Page:Rousseau - Collection complète des œuvres t3.djvu/282

Cette page n’a pas encore été corrigée

C’est à peu pres ainsi que je tâcherai d’exciter son zele & sa volonté pour acquérir les connoissances qui demandent de la suite & de l’application & qui peuvent convenir à son âge ; mais quoiqu’il apprenne à lire, ce n’est point des livres qu’il tirera ces connoissances ; car elles ne s’y trouvent point & la lecture ne convient en aucune maniere aux enfans. Je veux aussi l’habituer de bonne heure à nourrir sa tête d’idées & non de mots : c’est pourquoi je ne lui fais jamais rien apprendre par cœur.

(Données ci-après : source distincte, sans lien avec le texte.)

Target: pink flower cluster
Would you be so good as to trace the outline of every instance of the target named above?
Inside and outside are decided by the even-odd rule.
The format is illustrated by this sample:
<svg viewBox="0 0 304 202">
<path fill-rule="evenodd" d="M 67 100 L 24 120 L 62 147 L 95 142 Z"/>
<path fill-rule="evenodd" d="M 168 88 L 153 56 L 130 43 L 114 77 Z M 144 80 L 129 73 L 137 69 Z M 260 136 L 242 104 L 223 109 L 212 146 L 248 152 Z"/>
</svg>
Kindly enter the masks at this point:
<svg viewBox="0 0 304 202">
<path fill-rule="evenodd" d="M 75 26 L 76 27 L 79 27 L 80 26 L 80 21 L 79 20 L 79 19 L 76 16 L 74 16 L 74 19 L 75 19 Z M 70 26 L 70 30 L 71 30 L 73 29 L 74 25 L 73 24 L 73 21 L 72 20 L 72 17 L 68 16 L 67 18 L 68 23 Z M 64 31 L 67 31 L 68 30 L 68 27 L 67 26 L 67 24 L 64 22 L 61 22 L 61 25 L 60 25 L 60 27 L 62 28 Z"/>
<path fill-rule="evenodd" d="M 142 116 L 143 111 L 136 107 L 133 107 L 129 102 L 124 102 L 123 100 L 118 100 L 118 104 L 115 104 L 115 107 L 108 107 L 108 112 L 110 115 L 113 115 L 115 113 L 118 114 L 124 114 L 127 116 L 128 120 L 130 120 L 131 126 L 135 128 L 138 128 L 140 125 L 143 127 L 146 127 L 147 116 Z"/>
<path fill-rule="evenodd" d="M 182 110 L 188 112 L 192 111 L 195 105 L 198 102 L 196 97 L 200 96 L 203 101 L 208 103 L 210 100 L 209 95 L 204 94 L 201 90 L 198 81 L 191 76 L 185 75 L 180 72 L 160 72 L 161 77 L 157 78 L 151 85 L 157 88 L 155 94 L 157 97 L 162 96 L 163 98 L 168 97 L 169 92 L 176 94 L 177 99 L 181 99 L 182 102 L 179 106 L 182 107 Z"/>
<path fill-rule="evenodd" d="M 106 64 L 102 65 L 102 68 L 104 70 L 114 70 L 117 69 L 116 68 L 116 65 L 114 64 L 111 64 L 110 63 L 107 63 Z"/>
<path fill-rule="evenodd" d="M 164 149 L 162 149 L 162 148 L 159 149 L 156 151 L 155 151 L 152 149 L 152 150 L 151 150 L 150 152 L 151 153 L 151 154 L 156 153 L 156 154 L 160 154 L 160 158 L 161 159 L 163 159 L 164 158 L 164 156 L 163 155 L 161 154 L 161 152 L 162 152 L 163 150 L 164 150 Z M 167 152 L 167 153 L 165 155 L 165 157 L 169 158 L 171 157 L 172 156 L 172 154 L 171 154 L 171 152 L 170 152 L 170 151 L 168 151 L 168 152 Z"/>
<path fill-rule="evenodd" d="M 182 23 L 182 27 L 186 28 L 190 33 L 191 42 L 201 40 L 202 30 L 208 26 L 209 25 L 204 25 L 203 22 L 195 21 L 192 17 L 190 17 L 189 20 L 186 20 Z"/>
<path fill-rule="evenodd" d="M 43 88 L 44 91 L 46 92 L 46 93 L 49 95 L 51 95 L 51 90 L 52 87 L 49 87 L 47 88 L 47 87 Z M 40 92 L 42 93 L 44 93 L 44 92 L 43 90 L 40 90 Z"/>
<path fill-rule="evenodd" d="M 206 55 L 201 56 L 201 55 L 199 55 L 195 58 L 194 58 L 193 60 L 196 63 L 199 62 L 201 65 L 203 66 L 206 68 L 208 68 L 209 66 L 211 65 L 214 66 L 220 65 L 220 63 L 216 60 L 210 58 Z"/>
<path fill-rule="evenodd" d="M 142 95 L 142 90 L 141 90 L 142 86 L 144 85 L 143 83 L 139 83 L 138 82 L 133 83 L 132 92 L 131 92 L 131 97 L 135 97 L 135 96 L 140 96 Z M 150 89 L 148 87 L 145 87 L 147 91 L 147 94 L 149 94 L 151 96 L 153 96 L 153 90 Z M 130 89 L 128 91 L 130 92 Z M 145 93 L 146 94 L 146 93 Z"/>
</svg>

Jamais ! interrompis-je : c’est beaucoup dire ; car encore faut-il bien qu’il sache son catéchisme & ses prieres. - C’est ce qui vous trompe, reprit-elle. À l’égard de la priere, tous les matins & tous les soirs je fais la mienne à haute voix dans la chambre de mes enfans & c’est assez pour qu’ils l’apprennent sans qu’on les y oblige : quant au catéchisme, ils ne savent ce que c’est. - Quoi ! Julie, vos enfans n’apprennent pas leur catéchisme ? - Non, mon ami, mes enfans n’apprennent pas leur catéchisme. - Comment ? ai-je dit tout étonné, une mere si pieuse !… Je ne vous comprends point. & pourquoi vos enfans n’apprennent-ils pas leur catéchisme ? - Afin qu’ils le croient un jour, dit-elle : j’en veux faire un jour des chrétiens. - Ah ! j’y suis, m’écriai-je ; vous ne voulez pas que leur foi ne soit qu’en paroles, ni qu’ils sachent seulement leur religion, mais qu’ils la croient ; & vous pensez avec raison qu’il est impossible à l’homme de croire ce qu’il n’entend point. - Vous êtes bien difficile, me dit en souriant M. de Wolmar : seriez-vous chrétien, par hazard ? - Je m’efforce de l’être, lui dis-je avec fermeté.